The 1951 by-election for the Australian House of Representatives seat of Macquarie was held on 28 July after the death of the incumbent Australian Labor Party member, former Prime Minister Ben Chifley, who died on 14 June after suffering a heart attack. Chifley's death came less than three months after the 1951 general election.

==Candidates==
Contesting the seat for the Labor Party was Tony Luchetti, who had been the Lang Labor candidate in Macquarie in 1931 and 1934, his preferences defeating Chifley in 1931. William Blanchard ran as an independent Labor candidate in protest at Luchetti's selection as Chifley's successor.

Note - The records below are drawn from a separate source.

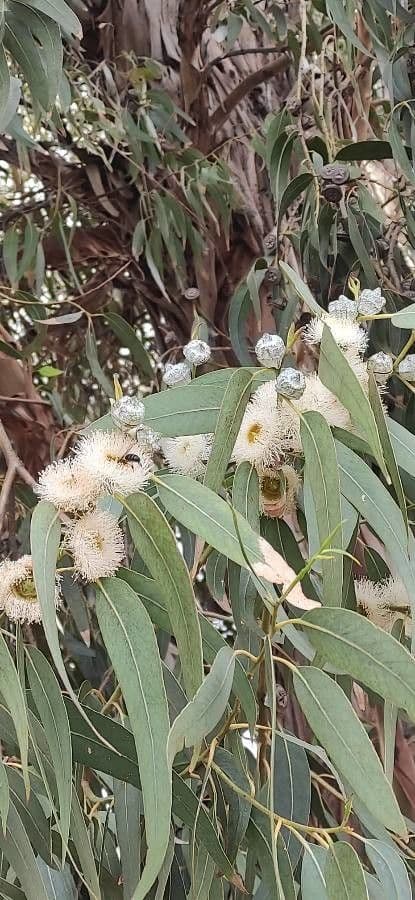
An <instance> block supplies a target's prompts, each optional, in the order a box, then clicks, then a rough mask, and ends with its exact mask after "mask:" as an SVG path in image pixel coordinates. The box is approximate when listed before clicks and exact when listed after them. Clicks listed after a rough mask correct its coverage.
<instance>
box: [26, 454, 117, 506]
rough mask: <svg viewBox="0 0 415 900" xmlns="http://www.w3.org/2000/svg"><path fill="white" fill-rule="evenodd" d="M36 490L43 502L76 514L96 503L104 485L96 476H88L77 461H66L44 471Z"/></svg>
mask: <svg viewBox="0 0 415 900" xmlns="http://www.w3.org/2000/svg"><path fill="white" fill-rule="evenodd" d="M34 490H35V492H36V494H37V496H38V497H40V499H41V500H49V502H50V503H53V505H54V506H56V507H57V508H58V509H62V510H64V511H65V512H76V511H78V510H85V509H88V506H90V505H91V504H92V503H95V501H96V500H97V497H98V496H99V494H100V493H101V492H102V485H101V482H100V480H99V479H97V478H96V477H95V476H93V475H89V474H86V473H85V472H84V470H83V469H82V467H81V466H79V465H78V464H77V463H76V461H74V460H70V459H66V460H61V461H59V462H54V463H51V464H50V465H49V466H47V467H46V469H43V472H41V473H40V475H39V484H37V485H36V486H35V488H34Z"/></svg>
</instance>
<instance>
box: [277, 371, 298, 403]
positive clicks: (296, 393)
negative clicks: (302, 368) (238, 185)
mask: <svg viewBox="0 0 415 900" xmlns="http://www.w3.org/2000/svg"><path fill="white" fill-rule="evenodd" d="M305 386H306V380H305V377H304V375H303V373H302V372H300V370H299V369H292V368H290V367H287V368H286V369H283V370H282V372H280V374H279V375H278V377H277V379H276V381H275V389H276V391H277V394H281V397H287V398H288V399H290V400H298V399H299V398H300V397H302V395H303V393H304V391H305Z"/></svg>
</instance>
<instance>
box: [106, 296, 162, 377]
mask: <svg viewBox="0 0 415 900" xmlns="http://www.w3.org/2000/svg"><path fill="white" fill-rule="evenodd" d="M105 318H106V319H107V320H108V322H109V326H110V328H111V330H112V331H113V332H114V334H116V336H117V337H118V338H119V340H120V341H121V342H122V346H123V347H128V349H129V350H130V352H131V356H132V359H133V360H134V362H135V364H136V366H137V368H138V370H139V372H142V373H143V375H145V376H146V377H147V378H150V379H152V378H153V377H154V373H153V366H152V363H151V359H150V357H149V355H148V353H147V350H146V349H145V347H144V346H143V344H142V342H141V341H140V340H139V339H138V337H137V335H136V333H135V331H134V328H132V327H131V325H130V324H129V323H128V322H126V321H125V319H123V317H122V316H119V315H118V314H117V313H112V312H109V313H105Z"/></svg>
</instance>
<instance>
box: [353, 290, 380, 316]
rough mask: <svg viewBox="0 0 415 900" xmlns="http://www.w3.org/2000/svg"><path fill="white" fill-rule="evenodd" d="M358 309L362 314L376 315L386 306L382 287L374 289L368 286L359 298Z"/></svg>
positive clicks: (370, 315)
mask: <svg viewBox="0 0 415 900" xmlns="http://www.w3.org/2000/svg"><path fill="white" fill-rule="evenodd" d="M357 303H358V310H359V313H360V315H361V316H376V315H377V314H378V313H380V312H381V310H382V309H383V307H384V306H385V303H386V300H385V297H382V290H381V288H375V289H374V290H373V291H372V290H370V288H366V289H365V290H364V291H362V293H361V294H360V296H359V298H358V301H357Z"/></svg>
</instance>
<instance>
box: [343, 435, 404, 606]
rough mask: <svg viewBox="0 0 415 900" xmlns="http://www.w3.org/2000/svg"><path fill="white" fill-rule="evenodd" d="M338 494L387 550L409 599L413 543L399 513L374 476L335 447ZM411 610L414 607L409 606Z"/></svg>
mask: <svg viewBox="0 0 415 900" xmlns="http://www.w3.org/2000/svg"><path fill="white" fill-rule="evenodd" d="M336 451H337V459H338V462H339V471H340V487H341V491H342V494H343V495H344V496H345V497H346V498H347V500H349V501H350V503H352V504H353V506H354V507H355V508H356V509H357V510H358V511H359V512H360V513H361V515H362V516H363V518H364V519H366V521H367V522H368V524H369V525H370V526H371V528H373V530H374V531H375V532H376V534H377V535H378V537H379V538H380V540H381V541H383V543H384V544H385V546H386V547H387V548H388V554H389V556H390V558H391V560H392V561H393V563H394V565H395V567H396V570H397V571H398V572H399V574H400V577H401V578H402V581H403V582H404V584H405V587H406V589H407V591H408V597H409V601H410V603H411V605H413V604H415V600H414V598H413V584H414V581H413V579H414V571H415V570H414V560H415V539H414V537H413V535H412V533H411V532H410V533H409V535H408V534H407V532H406V528H405V523H404V520H403V518H402V514H401V511H400V509H399V507H398V506H397V504H396V503H395V502H394V500H393V499H392V497H391V496H390V494H389V492H388V491H387V490H386V488H385V487H384V485H383V484H382V483H381V481H380V480H379V478H377V477H376V475H375V474H374V472H372V470H371V469H370V468H369V466H367V465H366V463H364V462H363V460H361V459H360V458H359V457H358V456H356V454H355V453H353V451H352V450H349V448H348V447H345V446H344V445H343V444H338V443H337V445H336ZM413 609H415V605H413Z"/></svg>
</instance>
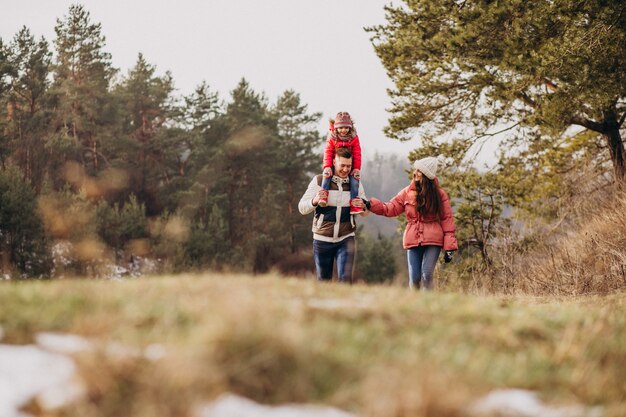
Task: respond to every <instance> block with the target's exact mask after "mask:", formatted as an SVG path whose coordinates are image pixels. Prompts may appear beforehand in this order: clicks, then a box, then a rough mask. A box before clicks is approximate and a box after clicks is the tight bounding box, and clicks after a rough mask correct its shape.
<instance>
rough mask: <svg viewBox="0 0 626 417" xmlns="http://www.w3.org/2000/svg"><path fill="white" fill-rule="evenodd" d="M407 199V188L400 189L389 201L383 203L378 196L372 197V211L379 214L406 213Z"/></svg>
mask: <svg viewBox="0 0 626 417" xmlns="http://www.w3.org/2000/svg"><path fill="white" fill-rule="evenodd" d="M405 201H406V188H405V189H404V190H402V191H400V192H399V193H398V194H397V195H396V196H395V197H394V198H392V199H391V201H389V202H388V203H383V202H382V201H380V200H379V199H377V198H373V197H372V198H371V199H370V211H371V212H372V213H376V214H378V215H379V216H385V217H396V216H398V215H400V214H402V213H404V202H405Z"/></svg>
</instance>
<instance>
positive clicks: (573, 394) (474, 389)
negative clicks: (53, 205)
mask: <svg viewBox="0 0 626 417" xmlns="http://www.w3.org/2000/svg"><path fill="white" fill-rule="evenodd" d="M624 295H625V294H624V293H619V292H618V293H614V294H612V295H608V296H602V297H600V296H586V297H581V298H576V297H568V298H563V297H516V298H513V297H506V296H475V295H463V294H458V293H446V292H434V293H427V294H425V293H416V292H410V291H408V290H407V289H405V288H399V287H382V286H364V285H354V286H351V287H350V286H342V285H338V284H334V283H333V284H322V283H317V282H315V281H313V280H310V279H306V280H305V279H289V278H281V277H277V276H270V275H268V276H260V277H251V276H243V275H212V274H206V275H182V276H171V277H148V278H141V279H134V280H124V281H97V280H79V279H76V280H71V279H66V280H56V281H43V282H15V283H8V282H5V283H2V284H1V285H0V306H1V307H0V325H1V326H2V328H3V329H4V338H3V340H2V343H4V344H27V343H30V342H32V341H33V340H34V337H35V335H36V334H38V333H39V332H44V331H45V332H59V333H70V334H75V335H81V336H84V337H86V338H89V339H90V340H94V341H99V342H102V343H109V342H116V343H119V344H122V345H123V346H127V347H129V348H133V349H144V348H146V347H147V346H150V345H154V344H158V345H160V346H162V347H163V350H164V352H165V354H164V356H162V357H161V358H160V359H158V360H155V361H150V360H146V359H145V358H144V357H142V356H133V355H110V354H107V353H106V352H105V351H104V350H95V351H89V352H82V353H77V354H75V355H74V358H75V360H76V362H77V364H78V374H79V377H80V379H81V381H82V382H83V383H84V385H85V386H86V391H87V394H86V395H85V396H84V397H83V398H82V399H81V400H80V401H78V402H77V403H74V404H72V405H70V406H67V407H64V408H62V409H60V410H57V411H54V412H47V411H46V412H44V411H43V410H41V409H39V408H38V407H37V404H29V406H28V410H29V412H30V413H32V414H33V415H41V416H54V417H64V416H82V417H95V416H107V417H113V416H152V417H165V416H192V415H193V414H192V412H193V408H194V405H196V404H199V403H201V402H206V401H210V400H211V399H213V398H216V397H217V396H218V395H219V394H221V393H224V392H231V393H236V394H239V395H242V396H245V397H247V398H250V399H253V400H255V401H258V402H261V403H264V404H283V403H290V402H296V403H300V402H306V403H319V404H326V405H331V406H335V407H338V408H340V409H343V410H346V411H349V412H352V413H355V414H357V415H359V416H364V417H367V416H372V417H374V416H377V417H380V416H392V417H401V416H407V417H408V416H416V417H420V416H438V417H446V416H463V415H467V414H466V412H467V409H468V406H469V404H471V402H472V401H473V400H474V399H476V398H478V397H479V396H483V395H485V394H486V393H488V392H490V391H491V390H494V389H497V388H523V389H529V390H533V391H536V392H538V393H539V394H540V396H541V398H542V400H543V401H545V402H546V403H549V404H572V403H577V404H583V405H588V406H600V407H601V409H602V410H603V415H606V416H610V417H618V416H623V415H626V366H624V364H626V314H625V313H626V297H624Z"/></svg>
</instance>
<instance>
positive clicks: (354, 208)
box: [350, 200, 363, 214]
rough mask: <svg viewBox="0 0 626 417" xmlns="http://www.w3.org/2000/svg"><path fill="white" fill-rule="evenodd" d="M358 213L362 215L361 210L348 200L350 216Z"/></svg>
mask: <svg viewBox="0 0 626 417" xmlns="http://www.w3.org/2000/svg"><path fill="white" fill-rule="evenodd" d="M359 213H363V208H362V207H355V206H353V205H352V200H350V214H359Z"/></svg>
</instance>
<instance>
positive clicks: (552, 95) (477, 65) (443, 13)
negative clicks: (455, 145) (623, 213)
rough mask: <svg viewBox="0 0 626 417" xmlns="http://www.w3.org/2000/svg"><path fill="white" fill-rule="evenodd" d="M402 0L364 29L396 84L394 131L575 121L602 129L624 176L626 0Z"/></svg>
mask: <svg viewBox="0 0 626 417" xmlns="http://www.w3.org/2000/svg"><path fill="white" fill-rule="evenodd" d="M404 3H405V5H400V6H396V7H394V6H389V7H387V8H386V11H387V24H386V25H381V26H377V27H374V28H370V29H369V30H370V31H371V32H372V33H374V36H373V43H374V45H375V49H376V52H377V54H378V56H379V57H380V59H381V61H382V62H383V65H384V66H385V68H386V69H387V72H388V74H389V76H390V77H391V78H392V80H393V82H394V83H395V90H393V91H392V92H391V97H392V100H393V105H392V109H391V110H392V112H393V116H392V118H391V119H390V121H389V126H388V128H387V132H388V133H389V134H390V135H392V136H395V137H398V138H403V137H407V136H408V135H409V134H410V133H411V132H412V130H413V129H415V128H422V132H424V133H425V134H426V133H428V134H430V135H439V134H441V133H444V132H446V133H450V131H452V130H453V129H455V128H459V130H461V128H466V129H467V128H468V127H473V128H474V131H475V132H476V133H477V136H479V137H483V138H484V137H485V132H486V131H487V130H488V129H490V128H491V131H492V132H493V131H497V130H500V128H501V127H502V126H505V127H512V126H517V125H519V126H527V127H530V128H538V129H540V130H541V131H542V132H543V133H544V134H548V135H549V136H552V137H558V136H559V135H561V134H562V133H563V132H565V130H566V129H567V128H568V127H569V126H572V125H577V126H582V127H584V128H586V129H589V130H591V131H594V132H597V133H598V134H600V135H602V137H603V138H604V141H605V143H606V147H605V149H604V150H600V151H599V152H606V151H607V150H608V156H610V159H611V161H612V165H613V172H614V177H615V178H616V179H617V180H618V181H623V180H624V179H625V172H626V171H625V160H624V159H625V154H624V145H623V141H622V138H621V134H620V128H621V127H622V126H623V125H624V121H625V120H626V102H625V98H626V41H625V39H626V4H624V2H621V1H601V0H593V1H584V2H580V1H559V2H554V1H544V0H541V1H523V0H514V1H507V2H484V1H480V0H469V1H462V2H459V1H455V0H445V1H439V0H417V1H405V2H404ZM453 136H457V137H458V136H461V137H464V138H465V139H466V140H468V141H469V140H470V139H472V138H470V137H468V136H471V134H468V133H459V132H453ZM518 139H519V140H520V141H523V140H524V136H523V135H521V134H520V135H518Z"/></svg>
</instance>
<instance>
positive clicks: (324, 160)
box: [322, 133, 361, 170]
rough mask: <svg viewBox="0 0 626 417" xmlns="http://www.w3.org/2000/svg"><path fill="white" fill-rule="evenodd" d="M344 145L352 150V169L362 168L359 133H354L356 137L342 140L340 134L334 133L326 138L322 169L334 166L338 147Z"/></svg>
mask: <svg viewBox="0 0 626 417" xmlns="http://www.w3.org/2000/svg"><path fill="white" fill-rule="evenodd" d="M342 146H345V147H346V148H348V149H350V152H352V169H358V170H360V169H361V143H360V142H359V135H354V137H352V138H349V139H348V140H341V139H340V138H339V136H338V135H333V134H332V133H330V134H329V135H328V139H327V140H326V149H325V150H324V163H323V166H322V169H323V168H327V167H332V166H333V159H334V158H335V153H337V148H341V147H342Z"/></svg>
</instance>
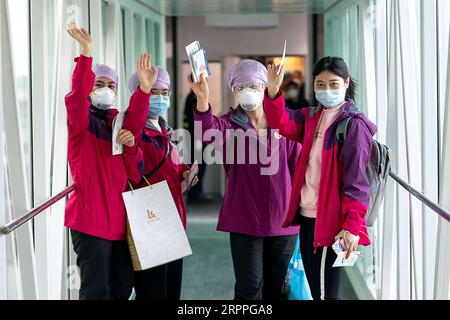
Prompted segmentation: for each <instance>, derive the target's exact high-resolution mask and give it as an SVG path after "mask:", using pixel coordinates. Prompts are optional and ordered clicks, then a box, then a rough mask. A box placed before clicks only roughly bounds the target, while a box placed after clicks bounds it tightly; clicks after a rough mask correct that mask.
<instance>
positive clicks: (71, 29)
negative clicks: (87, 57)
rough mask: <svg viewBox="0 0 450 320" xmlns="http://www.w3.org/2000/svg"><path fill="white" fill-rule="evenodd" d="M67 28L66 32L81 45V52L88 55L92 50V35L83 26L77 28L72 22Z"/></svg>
mask: <svg viewBox="0 0 450 320" xmlns="http://www.w3.org/2000/svg"><path fill="white" fill-rule="evenodd" d="M67 28H68V29H67V33H68V34H69V35H70V36H71V37H72V38H74V39H75V40H76V41H77V42H78V43H79V44H80V45H81V48H82V51H81V54H82V55H84V56H86V57H90V56H91V52H92V37H91V35H90V34H89V32H88V31H87V30H86V29H84V28H78V27H77V26H76V25H75V23H73V22H72V23H70V24H69V25H68V26H67Z"/></svg>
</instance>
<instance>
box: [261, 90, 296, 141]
mask: <svg viewBox="0 0 450 320" xmlns="http://www.w3.org/2000/svg"><path fill="white" fill-rule="evenodd" d="M264 112H265V114H266V118H267V122H268V123H269V126H270V127H271V128H272V129H278V130H279V131H280V134H281V135H282V136H284V137H286V138H288V139H290V140H295V141H297V142H302V141H303V134H304V131H305V115H304V113H303V111H302V110H288V109H287V108H286V104H285V101H284V98H283V95H282V94H281V91H280V92H279V93H278V95H277V96H276V98H275V99H273V100H272V99H271V98H270V97H269V95H268V91H267V89H266V92H265V95H264Z"/></svg>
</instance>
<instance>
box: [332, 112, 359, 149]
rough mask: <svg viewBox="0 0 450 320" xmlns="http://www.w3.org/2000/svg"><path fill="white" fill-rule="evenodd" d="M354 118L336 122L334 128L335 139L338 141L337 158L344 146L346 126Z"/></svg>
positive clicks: (346, 128)
mask: <svg viewBox="0 0 450 320" xmlns="http://www.w3.org/2000/svg"><path fill="white" fill-rule="evenodd" d="M354 117H355V116H351V117H347V118H345V119H343V120H341V121H339V122H338V124H337V127H336V139H337V141H338V157H340V156H341V150H342V147H343V146H344V142H345V139H346V138H347V130H348V124H349V123H350V120H352V119H353V118H354Z"/></svg>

Their main opponent was William Hannam of the Liberal Party of Australia. Vernon Moffitt, representing the Communist Party of Australia, also ran.

==Results==

Macquarie by-election, 1951
| Party |  | Candidate | Votes | % | ±% |
|---|---|---|---|---|---|
|  | Labor | Tony Luchetti | 18,426 | 52.3 | −9.5 |
|  | Liberal | William Hannam | 12,356 | 35.1 | −3.1 |
|  | Independent Labor | William Blanchard | 3,853 | 10.9 | +10.9 |
|  | Communist | Vernon Moffitt | 575 | 1.6 | +1.6 |
| Total formal votes |  |  | 35,210 | 99.1 |  |
| Informal votes |  |  | 325 | 0.9 |  |
| Turnout |  |  | 35,535 | 90.5 |  |

==Aftermath==
At the following 1954 general election Luchetti retained the seat and was the sole Labor candidate.